All three of these events are part of a larger whole: an attempt by the Obama administration to reassure key American Arab allies that the United States is not retreating from the Middle East or going soft on its leadership role in the world. This effort was exemplified by the extraordinary joint plea by Secretaries Hagel and Kerry recently at the Munich Security Conference to skeptical European partners.
The upcoming diplomatic outreach by President Obama to U.S. Arab partners is positive and necessary. The critical question is: will it help smooth ruffled feathers? The White House should harbor no illusions that mere back-slapping and hand-holding will suffice. If Washington is saying: “The meeting is the message,” the Arabs will instead be asking: “What have you done for us lately, and where are you heading?”
For the upcoming outreach to the Arabs to be truly effective, America’s top officials will need to bring compelling answers to three critical questions that their Arab partners will pose:
First, Iran: “What is the Obama administration’s game plan for Iran?” President Obama and Secretary Kerry will doubtlessly stress their commitment to preventing Iran from developing nuclear weapons. That message won’t do.
What the Arabs really want to know is whether or not Washington is seeking a much broader modus vivendi with Iran that will lead to a new and “more balanced” security architecture in the region. Is Washington going to continue to seek Iran’s isolation and containment? Or does the United States, as the Arabs now fear, seek to engage, temper, and ultimately reincorporate Iran into its old role as a pillar of Gulf stability?
Second, Syria: What is the United States’ objective in Syria? Is it to contain the fighting, continue to pursue some sort of diplomatic track with the regime it once called on to step down, and to give primacy to Syria’s weapons of mass destruction?
Administration calls for Assad to step down as part of a political process, and confidential assurances that limited U.S. covert assistance is now underway, will do little to convince the Arabs that the administration does not seek to get by with as little involvement as possible.

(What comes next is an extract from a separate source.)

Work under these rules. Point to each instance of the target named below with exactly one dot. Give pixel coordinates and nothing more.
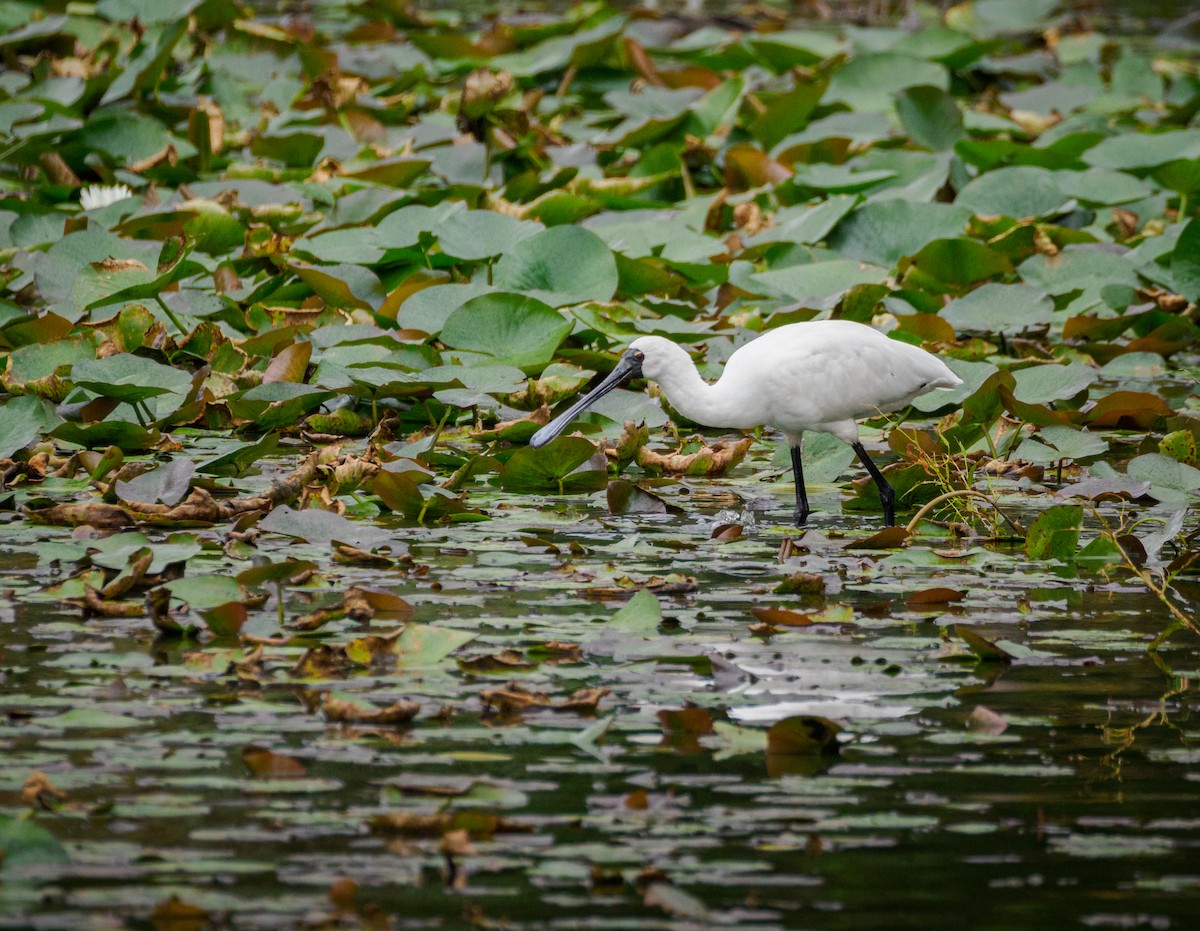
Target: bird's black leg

Indeed, it will lead Gulf Arabs to conclude that they should redouble their efforts to pour arms and money into Syria pursuing goals clearly not aligned with U.S. interests. Cautionary words by Obama or Kerry to the Arab allies will surely fall on deaf ears.
Third, Egypt: President Obama’s silence on Egypt in his State of the Union did not go unnoticed in the Middle East, and is seen as a reflection of a hands-off approach to the Arab world’s most populous country, and main epicenter of the 2011 Arab uprisings. Saudi Arabia, Jordan, and the Emirates have all welcomed, mainly through dollar diplomacy, the July 3, 2013 coup (or military action as some prefer) that toppled the Morsi government.
They will now want to know if Washington’s policy remains the one articulated by Secretary Kerry in his last visit to Egypt in November: that Egypt is on the road to democracy. If so, they will be pleased. Hints by Obama or Kerry to quietly urge restraint by Egypt’s military will be met by subtle admonitions by their Arab hosts—however unjustified—that countries that abandon their allies in times of trouble should remain silent when things then quiet down.
When they meet with their Saudi, Jordanian, and Emirati interlocutors, Kerry and Obama will surely highlight their Sisyphusian efforts to advance the cause of Israeli-Palestinian peace, and the president will seek to assure them that he stands squarely behind his secretary of state’s mission to bring peace to the Holy Land.
The Arabs will welcome these American peace efforts and encourage them to continue. But long gone are the days when Americans could engender Arab felicitations by focusing on the peace process. Today’s Middle East turmoil has brought about threats that U.S. allies see as existential. Unless Obama and Kerry can credibly answer pressing questions on Iran, Syria, and Egypt, whatever goodwill engendered by this outreach is likely to be as enduring as the jet contrails that will follow their aircraft when they depart their meetings.